Clinical Trial Science (CTS)
Medical device clinical trials are seen as increasingly complex, expensive, and slow. Increasingly, they are performed outside the United States. As a result, patients often have to wait longer in the United States than elsewhere for access to new medical technologies.
What is the goal of this project?
MDIC aims to improve the efficiency and cost-effectiveness of medical device clinical trials, driving a coordinated effort to fundamentally change how medical research is conducted. Our goal is to restore the United States to a leadership role in establishing standards for clinical excellence and medical technology innovation. We want the United States to be a location of choice to conduct research for breakthrough technologies.
What makes medical device clinical trials inefficient, and what could we do to improve them?
Stakeholders in the industry, government, and patient advocacy groups have reported a variety of potential problems with the way clinical trials are conducted in the United States. These reported challenges—and their possible solutions—include:
Medical device clinical studies tend to be complicated. For example, case report forms—the questionnaires that study sponsors use to collect data from participating sites such as hospitals—are complex and lengthy, and they aren’t standardized from study to study, which creates opportunities for data entry error. And many clinical studies track more than one endpoint, or outcome; a study on a new treatment for heart disease might measure not only the survival rate of patients, but how many patients report feeling chest pain. Many clinical questions might be answered more efficiently through the use of alternative, innovative trial designs.
Researchers collect an ever-increasing amount of data. Often, a single study includes thousands of data fields. Some data is collected not because it’s needed right away, but just in case it’s useful for future research, or for answering unexpected questions from regulators. Collecting and managing data in a more targeted, thoughtful manner could save time and money on many studies.
Most medical device clinical trials have a unique build-up and tear-down—including unique detailed protocols, unique clinical study committees, and unique clinical site networks.
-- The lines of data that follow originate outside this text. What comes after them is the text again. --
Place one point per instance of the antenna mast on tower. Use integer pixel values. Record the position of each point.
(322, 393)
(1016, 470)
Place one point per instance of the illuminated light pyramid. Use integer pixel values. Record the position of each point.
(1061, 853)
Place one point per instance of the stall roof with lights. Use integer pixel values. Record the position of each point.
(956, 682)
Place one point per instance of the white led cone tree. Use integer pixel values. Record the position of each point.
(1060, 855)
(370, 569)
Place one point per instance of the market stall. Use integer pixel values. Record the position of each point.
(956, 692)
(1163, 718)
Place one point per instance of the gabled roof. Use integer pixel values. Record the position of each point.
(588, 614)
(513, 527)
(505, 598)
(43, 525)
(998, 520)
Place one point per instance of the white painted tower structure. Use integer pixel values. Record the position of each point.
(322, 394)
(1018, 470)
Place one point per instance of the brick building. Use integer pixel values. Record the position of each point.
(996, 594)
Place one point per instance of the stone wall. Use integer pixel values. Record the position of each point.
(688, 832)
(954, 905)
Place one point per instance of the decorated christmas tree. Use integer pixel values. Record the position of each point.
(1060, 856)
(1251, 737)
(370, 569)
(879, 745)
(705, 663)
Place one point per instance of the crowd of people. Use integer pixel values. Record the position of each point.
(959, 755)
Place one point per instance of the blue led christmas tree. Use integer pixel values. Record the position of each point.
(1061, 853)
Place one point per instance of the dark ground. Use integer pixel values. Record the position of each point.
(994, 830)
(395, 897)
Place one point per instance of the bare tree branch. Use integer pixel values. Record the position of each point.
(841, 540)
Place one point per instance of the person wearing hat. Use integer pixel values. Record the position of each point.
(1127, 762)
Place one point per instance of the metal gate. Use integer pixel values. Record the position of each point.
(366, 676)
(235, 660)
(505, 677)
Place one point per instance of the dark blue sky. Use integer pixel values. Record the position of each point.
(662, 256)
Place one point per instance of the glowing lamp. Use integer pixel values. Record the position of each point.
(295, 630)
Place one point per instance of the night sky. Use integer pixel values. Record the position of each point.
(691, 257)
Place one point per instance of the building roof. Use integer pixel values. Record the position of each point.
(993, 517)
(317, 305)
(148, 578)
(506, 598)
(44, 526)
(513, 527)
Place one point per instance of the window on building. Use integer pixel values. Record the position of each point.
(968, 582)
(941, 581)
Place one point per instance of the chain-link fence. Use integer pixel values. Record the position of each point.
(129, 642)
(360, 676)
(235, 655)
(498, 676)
Developing shared resources and a common platform for clinical trials could streamline many studies.
PRE- AND POST-MARKET DATA REQUIREMENTS
Medical devices are typically evaluated by asking a single question that’s tested at one point in time. The FDA and device developers are interested in exploring different models of data collection that consider data at multiple points in the development of a new product.
What is our approach?
Reform will require a sustained effort over many years and a significant investment from government, industry, and nonprofit groups. The first step is to document problems, then to define, catalog, and test possible solutions.
Currently, MDIC and its partners are working on a position paper about clinical trial reform and the importance of maintaining data quality in alternative trial designs. In 2014, project leaders are also tackling these issues:
Simplification of clinical trial designs. Many industry members believe that clinical trials are overly complex, for reasons that range from data collection practices to regulatory requirements. As a first step to addressing this concern, MDIC will gather information about whether, to what degree, and in what ways trial designs are needlessly complicated. This project may include:
- A review of clinical trial data, including what data was collected and what data was published.
- A catalog of alternative clinical trial designs, including designs that make innovative use of patient data registries.
- A survey of physician societies and clinical researchers about clinical trial designs.
Reduction of barriers to early feasibility studies. Also called first-in-human studies, early feasibility studies mark the first point at which a new treatment is tested on human subjects. Early feasibility studies are a critical step in the approval process of many new medical devices. Currently, though, many of these studies are performed outside the United States. This project may include:
- A survey to help identify barriers to conducting early feasibility studies in the United States. See survey results here.
- Development of templates and best-practice guidelines to support early feasibility studies. For example, creation of a template for the applications that device developers submit to institutional review boards could help clarify the standards that a new medical device must meet in order to be approved for research involving human subjects.
Who is working on this project?
MDIC has assembled a Clinical Trial Innovation & Reform Steering Committee and working groups that consist of leaders from the industry, FDA, NIH, and academia.